Ask HN: What is your favourite app to record and edit videos? - p__
I am looking for video recorder and editor for Android. What is your favourite choice?<p>Is there any FOSS video editing app for Android?
======
photawe
I don't know for android. I'll tell you for Windows 10:

\- ShareX for screen recording
([https://getsharex.com/](https://getsharex.com/)) and

\- Phot-Awe for video editing ([https://phot-awe.com](https://phot-awe.com))
<\- yes, that's a shameless plug, it's my app ;)

------
tonyarkles
I know you’re asking for Android, and I unfortunately don’t have an answer for
that, but for a FOSS video editor, I got a lot of mileage out of kdenlive last
summer on my Linux laptop. I’m not sure that video editing on a tablet would
be a particularly good experience tbh... there’s a ton of buttons everywhere.
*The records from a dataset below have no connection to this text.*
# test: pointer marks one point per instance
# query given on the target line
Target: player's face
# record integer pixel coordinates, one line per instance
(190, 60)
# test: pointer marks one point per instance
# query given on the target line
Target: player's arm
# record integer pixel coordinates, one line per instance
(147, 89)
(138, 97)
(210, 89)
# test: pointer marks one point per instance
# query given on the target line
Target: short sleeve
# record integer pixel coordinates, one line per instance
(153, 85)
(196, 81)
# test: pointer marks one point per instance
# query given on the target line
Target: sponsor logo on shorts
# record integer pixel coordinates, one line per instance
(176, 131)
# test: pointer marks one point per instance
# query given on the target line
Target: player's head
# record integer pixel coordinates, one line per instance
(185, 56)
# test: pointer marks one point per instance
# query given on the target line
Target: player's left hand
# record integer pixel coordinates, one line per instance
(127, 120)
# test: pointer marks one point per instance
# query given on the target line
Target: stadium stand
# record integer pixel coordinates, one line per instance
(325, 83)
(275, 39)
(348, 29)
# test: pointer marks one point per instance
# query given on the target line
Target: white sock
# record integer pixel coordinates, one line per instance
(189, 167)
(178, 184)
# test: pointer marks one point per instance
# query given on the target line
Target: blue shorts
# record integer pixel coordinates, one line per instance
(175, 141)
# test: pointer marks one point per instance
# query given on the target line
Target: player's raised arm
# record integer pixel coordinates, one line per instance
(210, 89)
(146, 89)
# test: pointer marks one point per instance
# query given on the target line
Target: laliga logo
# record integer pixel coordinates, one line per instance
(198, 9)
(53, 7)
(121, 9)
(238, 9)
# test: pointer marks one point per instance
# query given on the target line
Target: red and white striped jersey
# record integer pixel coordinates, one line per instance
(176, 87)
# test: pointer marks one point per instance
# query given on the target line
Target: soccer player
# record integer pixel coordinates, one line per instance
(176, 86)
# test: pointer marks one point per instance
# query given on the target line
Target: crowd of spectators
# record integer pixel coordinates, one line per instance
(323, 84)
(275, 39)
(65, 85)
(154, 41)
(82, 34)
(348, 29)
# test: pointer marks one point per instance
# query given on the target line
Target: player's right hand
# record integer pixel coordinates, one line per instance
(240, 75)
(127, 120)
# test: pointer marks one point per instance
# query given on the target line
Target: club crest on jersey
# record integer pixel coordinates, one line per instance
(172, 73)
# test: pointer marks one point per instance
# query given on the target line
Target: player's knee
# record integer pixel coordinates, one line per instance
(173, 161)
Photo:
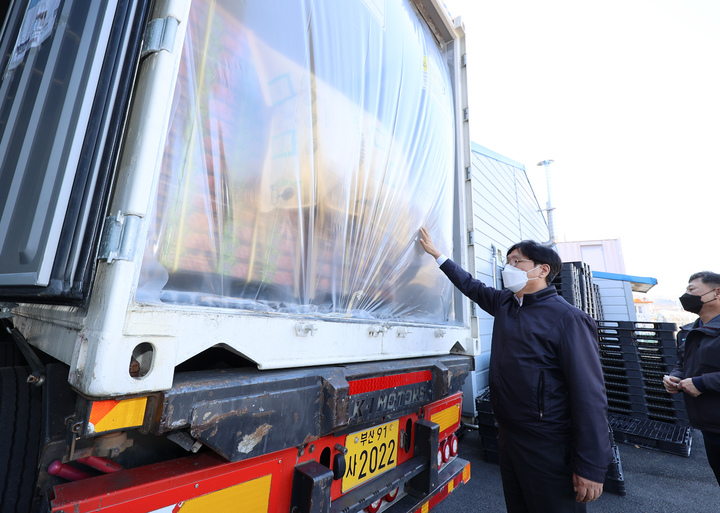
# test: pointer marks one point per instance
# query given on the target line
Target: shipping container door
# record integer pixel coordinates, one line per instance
(66, 69)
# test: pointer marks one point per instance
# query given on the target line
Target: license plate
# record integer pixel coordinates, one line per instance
(370, 453)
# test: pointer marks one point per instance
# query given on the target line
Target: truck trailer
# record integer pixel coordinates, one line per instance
(212, 297)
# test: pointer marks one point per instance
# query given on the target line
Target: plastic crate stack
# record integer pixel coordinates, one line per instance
(650, 434)
(567, 284)
(487, 426)
(614, 479)
(635, 356)
(575, 285)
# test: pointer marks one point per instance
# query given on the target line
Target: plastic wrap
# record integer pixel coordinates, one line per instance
(309, 141)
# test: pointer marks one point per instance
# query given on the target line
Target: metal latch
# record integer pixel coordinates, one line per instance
(159, 35)
(6, 310)
(120, 238)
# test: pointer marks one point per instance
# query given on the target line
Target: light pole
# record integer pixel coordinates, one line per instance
(549, 208)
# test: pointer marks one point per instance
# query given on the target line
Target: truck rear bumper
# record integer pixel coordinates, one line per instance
(454, 474)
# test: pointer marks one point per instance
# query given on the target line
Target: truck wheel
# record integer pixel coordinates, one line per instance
(20, 425)
(10, 354)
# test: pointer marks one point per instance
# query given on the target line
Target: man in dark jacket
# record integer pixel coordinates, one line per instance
(697, 373)
(546, 384)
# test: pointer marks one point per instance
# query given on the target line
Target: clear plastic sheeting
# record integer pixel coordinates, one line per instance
(309, 141)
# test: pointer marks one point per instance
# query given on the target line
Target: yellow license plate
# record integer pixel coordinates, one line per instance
(370, 453)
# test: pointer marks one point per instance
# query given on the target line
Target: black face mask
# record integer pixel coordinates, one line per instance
(693, 303)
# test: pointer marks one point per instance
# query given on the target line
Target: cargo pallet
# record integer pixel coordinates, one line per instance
(652, 434)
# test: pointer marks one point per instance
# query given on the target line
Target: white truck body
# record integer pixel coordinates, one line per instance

If you’re less concerned about FOSS, the free version of DaVinci Resolve is
awesome. There’s a bit of a learning curve, but I’ve been using it to process
drone footage (lots of boring stuff between shots with small clips of action)
and I’ve been really impressed.

------
jfoster
Do you mean record the screen or record from the cameras?

------
karmakaze
iMovie. I hate it but it's already on the computer.